Da sie sich häufig in einem Zustand chronischer Übererregung befinden, reagiert ihr Körper auf anhaltende Reizüberflutung und chronischen Stress sehr leicht mit Symptomen wie Dauerstress, chronische Magen-Darm-Erkrankungen, chronische Muskelverspannungen, Gedächtnisprobleme und Konzentrationsschwächen, erhöhte Schmerzempfindlichkeit, geschwächtes Immunsystem, Überreaktionen auf Therapien und Medikamente, Burnout, Depression (Serotonin-Mangel!) ... um ein paar Beispiele zu geben.
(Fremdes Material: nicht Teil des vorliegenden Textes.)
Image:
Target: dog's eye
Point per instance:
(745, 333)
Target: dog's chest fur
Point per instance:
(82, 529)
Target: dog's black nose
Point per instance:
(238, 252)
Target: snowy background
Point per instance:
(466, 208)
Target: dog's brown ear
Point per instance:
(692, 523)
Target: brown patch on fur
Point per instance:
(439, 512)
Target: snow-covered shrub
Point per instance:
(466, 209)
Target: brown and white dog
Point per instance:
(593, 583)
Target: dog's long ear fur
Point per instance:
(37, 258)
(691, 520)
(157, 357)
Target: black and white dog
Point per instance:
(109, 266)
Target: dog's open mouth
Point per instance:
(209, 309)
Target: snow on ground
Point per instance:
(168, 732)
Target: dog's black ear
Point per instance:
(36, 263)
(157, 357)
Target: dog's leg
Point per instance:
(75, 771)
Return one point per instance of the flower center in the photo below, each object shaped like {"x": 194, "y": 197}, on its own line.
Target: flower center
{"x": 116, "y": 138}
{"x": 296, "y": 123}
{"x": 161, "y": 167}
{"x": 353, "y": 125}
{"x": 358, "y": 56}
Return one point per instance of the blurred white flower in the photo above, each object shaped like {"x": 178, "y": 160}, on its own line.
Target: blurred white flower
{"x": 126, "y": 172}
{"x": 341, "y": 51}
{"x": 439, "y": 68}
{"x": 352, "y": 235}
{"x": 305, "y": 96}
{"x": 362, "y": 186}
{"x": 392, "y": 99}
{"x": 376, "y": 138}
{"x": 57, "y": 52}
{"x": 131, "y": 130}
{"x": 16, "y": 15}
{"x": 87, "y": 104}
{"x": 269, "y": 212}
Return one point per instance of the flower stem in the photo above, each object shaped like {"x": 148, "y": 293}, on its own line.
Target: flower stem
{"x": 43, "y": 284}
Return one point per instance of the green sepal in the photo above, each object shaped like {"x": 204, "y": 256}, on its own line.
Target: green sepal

Für hochsensible Kinder ist die Kindheit ihrer Wahrnehmung nach oft eine schwierige Zeit. Werden sie noch dazu in ein für sie schwieriges Umfeld hineingeboren, neigen sie sehr stark dazu, sich den Bezugspersonen anzupassen, um diese zufriedenzustellen und um ihre Aufmerksamkeit, Wertschätzung und Liebe zu erhalten, denn sie fürchten sich vor Liebesentzug, vor Ablehnung und Kritik. Werden HSM von ihren Eltern kritisiert, hat das mitunter gravierende Auswirkungen auf ihr Selbstbild, ihr Selbstwertgefühl. Das kann sogar so weit gehen, dass sie sich selbst als Erwachsene noch so verhalten, wie es die Eltern, der Partner, ihre Umgebung von ihnen erwarten, nur um nicht abgelehnt zu werden. Sie haben es mitunter so sehr gelernt, sich auf die Bedürfnisse anderer einzustimmen, dass sie sich schwer tun, ihre eigenen Bedürfnisse und Gefühle überhaupt noch wahrzunehmen. Oft lassen sie sich in die Probleme anderer hineinziehen, vergessen Grenzen zu setzen und Nein zu sagen.

Hochsensibilität wird meist vererbt. Kann aber auch durch außergewöhnlich belastende Situationen wie einen Krankenhausaufenthalt, Trennung oder den Tod eines Familienmitglieds, dem man bereits als Baby/Kleinkind ausgeliefert ist, entstehen bzw. den Grad der Intensität der Sensibilität erhöhen.